In the mountains of Northern Spain, the Sabueso is very often used in wild boar hunting. Mostly this type of hunting is called "caza a traílla", where the dog leads the hunters on a leash. This type of hunting is very old and traditional, whose origin is lost in ancient times. This kind of hunting consists of looking for the wallowing location of the wild boar during the daylight with the help of a leashed scenthound. The hunter (called "montero") and the scenthound will track the boar until they know the resting location of the wild boar. When this location is certain (because the hunter and scenthound have surrounded the wood and there is not a boar track going out of the wood) some hunters with firearms wait surrounding the wood and some scenthounds are unleashed on the track.
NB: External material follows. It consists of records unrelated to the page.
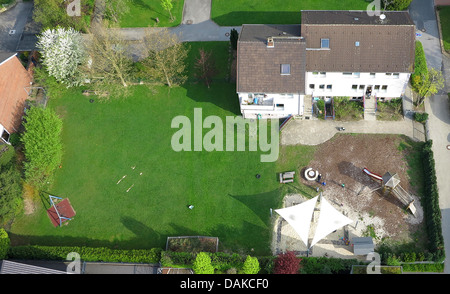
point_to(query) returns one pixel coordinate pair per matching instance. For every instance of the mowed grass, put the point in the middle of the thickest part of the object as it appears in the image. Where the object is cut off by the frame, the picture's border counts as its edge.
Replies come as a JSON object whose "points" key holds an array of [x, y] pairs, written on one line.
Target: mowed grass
{"points": [[104, 140], [143, 13], [444, 15], [238, 12]]}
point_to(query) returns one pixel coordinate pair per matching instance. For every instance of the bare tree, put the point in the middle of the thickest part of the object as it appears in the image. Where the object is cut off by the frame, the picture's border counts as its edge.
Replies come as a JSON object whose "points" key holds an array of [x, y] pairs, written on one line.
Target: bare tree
{"points": [[166, 57], [205, 67], [109, 64]]}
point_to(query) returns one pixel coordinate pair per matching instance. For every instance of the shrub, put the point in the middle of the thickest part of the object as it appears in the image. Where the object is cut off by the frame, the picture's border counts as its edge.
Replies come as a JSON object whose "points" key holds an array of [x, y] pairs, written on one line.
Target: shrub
{"points": [[42, 144], [251, 265], [420, 73], [287, 263], [420, 117], [4, 243], [202, 264]]}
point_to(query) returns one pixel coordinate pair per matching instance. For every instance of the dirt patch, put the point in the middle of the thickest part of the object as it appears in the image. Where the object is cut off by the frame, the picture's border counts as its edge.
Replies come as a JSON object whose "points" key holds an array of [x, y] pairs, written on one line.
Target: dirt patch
{"points": [[342, 159]]}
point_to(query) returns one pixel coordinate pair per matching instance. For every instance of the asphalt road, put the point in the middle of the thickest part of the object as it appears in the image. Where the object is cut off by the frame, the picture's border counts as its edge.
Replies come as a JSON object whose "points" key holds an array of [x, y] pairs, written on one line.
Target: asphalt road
{"points": [[423, 14], [13, 19]]}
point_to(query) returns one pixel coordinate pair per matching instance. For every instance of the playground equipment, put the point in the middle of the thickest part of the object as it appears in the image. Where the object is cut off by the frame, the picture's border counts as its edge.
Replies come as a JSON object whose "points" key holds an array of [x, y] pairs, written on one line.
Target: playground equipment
{"points": [[390, 184], [287, 177], [60, 211], [310, 174]]}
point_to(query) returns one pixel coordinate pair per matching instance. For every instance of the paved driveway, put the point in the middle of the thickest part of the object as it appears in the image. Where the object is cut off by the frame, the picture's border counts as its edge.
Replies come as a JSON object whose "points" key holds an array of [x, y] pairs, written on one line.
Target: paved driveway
{"points": [[13, 19]]}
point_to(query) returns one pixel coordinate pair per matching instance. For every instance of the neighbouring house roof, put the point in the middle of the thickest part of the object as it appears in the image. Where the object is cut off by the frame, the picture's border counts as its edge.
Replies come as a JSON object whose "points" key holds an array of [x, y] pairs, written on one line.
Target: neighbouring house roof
{"points": [[13, 80], [359, 42], [259, 67]]}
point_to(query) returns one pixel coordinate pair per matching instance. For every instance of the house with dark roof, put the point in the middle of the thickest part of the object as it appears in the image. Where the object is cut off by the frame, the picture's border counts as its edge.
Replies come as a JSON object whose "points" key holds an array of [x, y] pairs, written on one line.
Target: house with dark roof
{"points": [[14, 80], [283, 69]]}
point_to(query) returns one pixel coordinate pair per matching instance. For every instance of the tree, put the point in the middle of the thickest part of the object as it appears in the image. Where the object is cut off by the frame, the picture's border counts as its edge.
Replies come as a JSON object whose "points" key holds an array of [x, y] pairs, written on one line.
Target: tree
{"points": [[431, 84], [202, 264], [168, 5], [234, 35], [4, 243], [42, 145], [286, 263], [62, 52], [109, 64], [251, 265], [166, 57], [205, 67]]}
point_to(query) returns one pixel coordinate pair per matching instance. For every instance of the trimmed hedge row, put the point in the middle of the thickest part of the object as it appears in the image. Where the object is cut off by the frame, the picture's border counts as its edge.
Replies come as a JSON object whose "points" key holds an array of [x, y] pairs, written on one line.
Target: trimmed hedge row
{"points": [[86, 253], [432, 211]]}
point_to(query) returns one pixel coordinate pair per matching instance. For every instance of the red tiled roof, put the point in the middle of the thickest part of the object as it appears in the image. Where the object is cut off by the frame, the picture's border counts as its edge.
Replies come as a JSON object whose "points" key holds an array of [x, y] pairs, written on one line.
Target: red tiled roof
{"points": [[13, 80]]}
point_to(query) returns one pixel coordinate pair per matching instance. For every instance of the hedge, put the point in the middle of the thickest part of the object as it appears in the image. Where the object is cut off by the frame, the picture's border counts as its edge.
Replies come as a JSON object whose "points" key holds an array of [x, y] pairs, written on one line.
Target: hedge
{"points": [[432, 212], [420, 67], [86, 254]]}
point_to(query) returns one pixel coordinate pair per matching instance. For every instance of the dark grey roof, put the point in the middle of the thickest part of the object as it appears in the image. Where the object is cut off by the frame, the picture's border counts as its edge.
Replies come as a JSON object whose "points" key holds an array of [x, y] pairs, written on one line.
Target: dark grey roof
{"points": [[354, 17], [381, 48], [4, 55], [260, 32], [258, 67]]}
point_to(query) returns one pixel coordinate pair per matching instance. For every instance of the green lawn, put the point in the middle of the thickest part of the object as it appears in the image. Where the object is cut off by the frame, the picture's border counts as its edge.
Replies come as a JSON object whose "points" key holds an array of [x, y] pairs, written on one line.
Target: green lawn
{"points": [[104, 140], [143, 13], [238, 12], [444, 15]]}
They jump the boar and chase it at least until the hunters can shoot it.

This hunting dog possesses a markedly independent character because it has been bred to hunt alone or with one or two more hounds, because of that this breed is not properly a packing breed. They are often found together with griffons in the hunt for wild boar, and were used in the creation of the Griffon Astur-Cantabro, the griffon type that you will most often come across in Spain.

== Character ==

There are many Sabuesos in Spanish shelters, usually with little chance of ever being adopted, because of the misconception that they do not make good family pets; however, they have a very affectionate, calm, amenable character and would do well with an active family in a rural home.